Electron Transport Mechanism

1. H atoms. A hydrogen atom consists of one proton and one electron. Protons are soluble in the water of the cell, but electrons are not. According to the chemiosmotic hypothesis hydrogen carriers alternate with electron carriers. When an electron carrier interacts with a hydrogen atom, it accepts only the electron. The proton is released into the aqueous solution of the cell.

2. NAD+. Hydrogen atoms liberated in the dehydrogenation reactions of aerobic glycolysis, oxidation of pyruvic acid and the krebs cycle are accepted by nicotinamide adenine dinucleotide (NAD+) (except in one dehydrogenation reaction, succinate to fumarate). The NAD+ molecule normally carries a positive electric charge, and hence the plus sign.
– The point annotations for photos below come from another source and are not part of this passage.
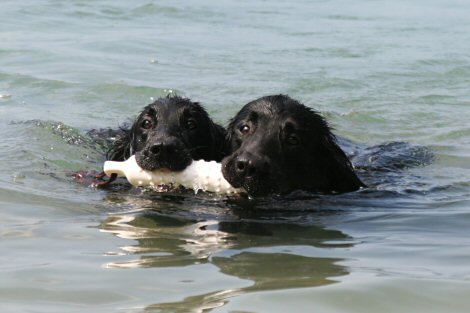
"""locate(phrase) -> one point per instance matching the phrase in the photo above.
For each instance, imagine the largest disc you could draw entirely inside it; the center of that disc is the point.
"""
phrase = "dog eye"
(191, 123)
(244, 129)
(293, 140)
(147, 124)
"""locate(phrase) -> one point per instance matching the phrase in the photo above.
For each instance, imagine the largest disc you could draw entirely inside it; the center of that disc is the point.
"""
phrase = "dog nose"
(251, 165)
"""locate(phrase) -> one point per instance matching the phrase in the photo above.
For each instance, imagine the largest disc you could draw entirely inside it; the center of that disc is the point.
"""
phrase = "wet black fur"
(279, 145)
(170, 133)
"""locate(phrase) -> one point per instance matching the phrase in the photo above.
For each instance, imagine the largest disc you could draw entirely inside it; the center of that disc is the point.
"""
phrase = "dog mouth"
(255, 185)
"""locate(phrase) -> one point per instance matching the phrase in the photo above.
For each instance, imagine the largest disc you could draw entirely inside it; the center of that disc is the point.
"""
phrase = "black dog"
(170, 133)
(279, 145)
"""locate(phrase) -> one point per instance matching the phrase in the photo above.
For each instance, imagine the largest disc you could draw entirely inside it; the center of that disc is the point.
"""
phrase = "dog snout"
(163, 149)
(248, 165)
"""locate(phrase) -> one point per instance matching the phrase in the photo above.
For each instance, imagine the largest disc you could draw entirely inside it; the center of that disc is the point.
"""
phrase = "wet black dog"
(279, 145)
(170, 133)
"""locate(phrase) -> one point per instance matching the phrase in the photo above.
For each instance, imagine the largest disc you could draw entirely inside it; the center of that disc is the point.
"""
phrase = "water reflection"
(269, 254)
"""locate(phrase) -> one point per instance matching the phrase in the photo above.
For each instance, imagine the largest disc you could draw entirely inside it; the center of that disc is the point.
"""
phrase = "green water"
(378, 70)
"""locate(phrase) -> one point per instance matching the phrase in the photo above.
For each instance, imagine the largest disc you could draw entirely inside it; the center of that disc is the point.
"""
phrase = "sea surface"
(379, 71)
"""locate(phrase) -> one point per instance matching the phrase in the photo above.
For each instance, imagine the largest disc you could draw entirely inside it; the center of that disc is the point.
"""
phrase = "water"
(379, 71)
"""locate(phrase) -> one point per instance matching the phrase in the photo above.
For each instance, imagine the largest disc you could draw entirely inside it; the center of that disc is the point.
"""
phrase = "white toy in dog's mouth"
(199, 175)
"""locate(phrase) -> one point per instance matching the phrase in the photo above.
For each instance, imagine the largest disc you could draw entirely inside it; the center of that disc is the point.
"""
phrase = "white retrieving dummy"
(199, 175)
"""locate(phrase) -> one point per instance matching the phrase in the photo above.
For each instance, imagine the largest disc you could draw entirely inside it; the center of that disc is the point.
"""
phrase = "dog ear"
(343, 178)
(121, 148)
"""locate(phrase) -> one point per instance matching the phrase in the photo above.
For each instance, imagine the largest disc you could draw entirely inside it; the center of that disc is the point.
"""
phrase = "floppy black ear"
(219, 142)
(343, 178)
(121, 148)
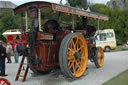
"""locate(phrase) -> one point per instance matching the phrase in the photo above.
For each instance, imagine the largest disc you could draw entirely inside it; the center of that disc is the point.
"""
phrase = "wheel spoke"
(80, 48)
(78, 64)
(76, 43)
(71, 65)
(73, 68)
(72, 43)
(70, 57)
(70, 49)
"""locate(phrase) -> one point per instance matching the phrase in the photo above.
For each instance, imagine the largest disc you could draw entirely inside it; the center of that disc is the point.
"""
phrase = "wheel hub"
(77, 55)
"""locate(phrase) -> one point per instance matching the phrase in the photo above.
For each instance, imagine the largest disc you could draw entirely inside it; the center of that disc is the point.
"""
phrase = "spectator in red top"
(16, 52)
(2, 59)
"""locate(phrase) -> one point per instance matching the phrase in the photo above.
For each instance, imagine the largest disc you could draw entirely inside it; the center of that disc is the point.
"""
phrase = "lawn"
(121, 79)
(119, 48)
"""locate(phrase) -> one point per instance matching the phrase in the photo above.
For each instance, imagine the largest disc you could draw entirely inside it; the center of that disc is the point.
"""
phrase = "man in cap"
(2, 59)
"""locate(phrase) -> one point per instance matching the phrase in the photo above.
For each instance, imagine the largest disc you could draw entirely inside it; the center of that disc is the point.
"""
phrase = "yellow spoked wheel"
(73, 55)
(99, 59)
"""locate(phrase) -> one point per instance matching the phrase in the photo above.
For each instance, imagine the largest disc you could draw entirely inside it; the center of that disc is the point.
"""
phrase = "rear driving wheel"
(99, 58)
(107, 49)
(73, 55)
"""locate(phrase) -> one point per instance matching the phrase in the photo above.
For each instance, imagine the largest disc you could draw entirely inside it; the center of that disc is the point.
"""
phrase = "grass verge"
(121, 79)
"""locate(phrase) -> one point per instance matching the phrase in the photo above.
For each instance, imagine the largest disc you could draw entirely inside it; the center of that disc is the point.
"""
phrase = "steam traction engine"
(52, 43)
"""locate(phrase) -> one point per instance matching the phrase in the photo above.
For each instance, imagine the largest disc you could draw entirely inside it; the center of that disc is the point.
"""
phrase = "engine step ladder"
(20, 69)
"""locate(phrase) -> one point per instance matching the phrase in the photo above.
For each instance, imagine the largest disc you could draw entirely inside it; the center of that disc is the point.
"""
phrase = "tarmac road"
(115, 62)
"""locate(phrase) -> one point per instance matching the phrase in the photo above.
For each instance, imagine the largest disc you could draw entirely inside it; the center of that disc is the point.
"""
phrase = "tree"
(8, 21)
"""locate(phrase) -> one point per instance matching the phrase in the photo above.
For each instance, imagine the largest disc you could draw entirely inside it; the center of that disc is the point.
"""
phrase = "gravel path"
(115, 62)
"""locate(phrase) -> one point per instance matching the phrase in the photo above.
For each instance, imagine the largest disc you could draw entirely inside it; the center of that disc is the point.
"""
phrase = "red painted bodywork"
(11, 38)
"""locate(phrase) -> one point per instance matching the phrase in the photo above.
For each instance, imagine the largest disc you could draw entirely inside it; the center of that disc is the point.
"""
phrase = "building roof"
(7, 4)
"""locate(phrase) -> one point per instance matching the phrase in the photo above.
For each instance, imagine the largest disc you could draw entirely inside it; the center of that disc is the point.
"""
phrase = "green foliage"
(118, 20)
(8, 21)
(75, 3)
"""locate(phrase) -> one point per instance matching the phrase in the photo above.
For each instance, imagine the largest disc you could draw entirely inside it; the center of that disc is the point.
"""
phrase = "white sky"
(18, 2)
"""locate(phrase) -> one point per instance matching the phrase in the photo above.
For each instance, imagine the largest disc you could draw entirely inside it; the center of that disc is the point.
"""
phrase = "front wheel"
(73, 55)
(107, 49)
(99, 57)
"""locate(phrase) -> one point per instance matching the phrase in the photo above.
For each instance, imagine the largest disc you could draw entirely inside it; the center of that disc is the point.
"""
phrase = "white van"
(106, 39)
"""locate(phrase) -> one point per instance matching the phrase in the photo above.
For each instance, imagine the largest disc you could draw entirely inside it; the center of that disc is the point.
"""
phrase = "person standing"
(8, 52)
(2, 59)
(16, 52)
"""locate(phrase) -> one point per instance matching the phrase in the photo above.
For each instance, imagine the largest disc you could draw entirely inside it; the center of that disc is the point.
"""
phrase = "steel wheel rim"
(77, 45)
(100, 57)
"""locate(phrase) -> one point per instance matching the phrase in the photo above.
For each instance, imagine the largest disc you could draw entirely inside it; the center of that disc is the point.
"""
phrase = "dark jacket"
(2, 50)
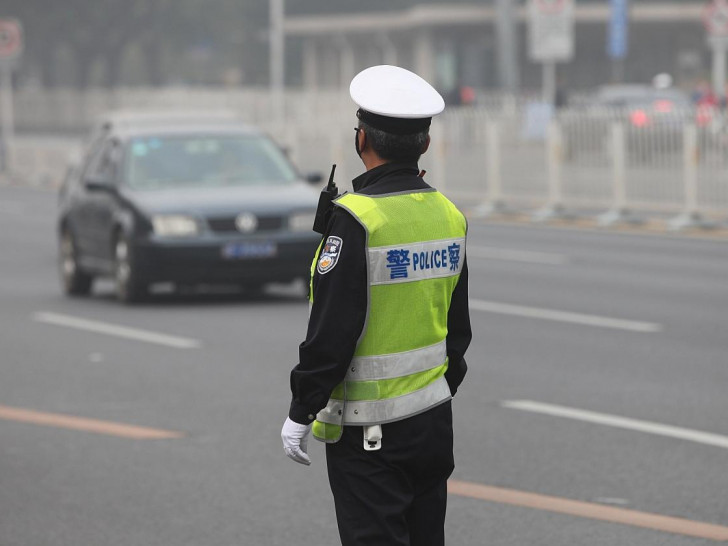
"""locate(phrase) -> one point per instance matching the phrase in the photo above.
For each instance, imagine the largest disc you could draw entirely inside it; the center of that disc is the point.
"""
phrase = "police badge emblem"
(329, 255)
Each molecule of NAD+ accepts two electrons and one proton and is reduced to NADH.

3. FMN. NADH donates two electrons and a proton to flavin mononucleotide (FMN), and is oxidized back to NAD+. FMN accepts the two electrons and the proton from NADH, and another proton from the internal medium, and is reduced to FMNH2 .

4. Fe-S. FMNH2 now given up two protons and two electrons and is oxidized to FMN. The two electrons are acquired by the iron-sulphur (Fe-S) proteins, which however, cannot accept the protons. The two protons are transported outside the mitochondrion.

5. The quinone cycle. The iron-sulphur proteins donate the pair of electrons to ubiquinone (UQ), also called coenzyme Q (CoQ, Q). Ubiquinone can exist in three possible states of oxidation, quinone, semiquinone and hydroquinone.

(i) Quinone (Q) is the fully oxidized form, with two oxygen atoms connected to the ring by double bonds.
(ii) Semiquinone (QH) is the semi-reduced form of ubiquinone, with a hydrogen atom attached to one oxygen.
(iii) Hydroquinone (QH2) is the fully reduced form, with hydrogen atoms attached to both oxygen.

6. Cytochrome c oxidase Coenzyme Q is a hydrogen carrier, while the cytochromes are electron carrier. After coenzyme Q, the hydrogens are split up into electrons and protons. The electrons pass down cytochromes b and c and are accepted by cytochrome c oxidase. The protons are released into the aqueous environment.
Cytochrome c oxidese contains 4 units which can carry one electron each. Thus 4 electrons are stored in the enzyme prior to discharge. The 4 electrons (4e-) combine with 4 protons (4H+) form the aqueous medium and one molecule of oxygen to form 2 molecules water.

7. Oxidative phosphorylation. It will be seen that for each pair of electrons transferred from NADH down the respiratory chain to oxygen, six protons are translocated across the mitochondrial membrane from the inside to the outside. This increases the proton concentration outside the membrane, and sets up a proton gradient. The resulting electric potential forces the protons through complex V back into the mitochondrion, and provides energy for the synthesis of ATP.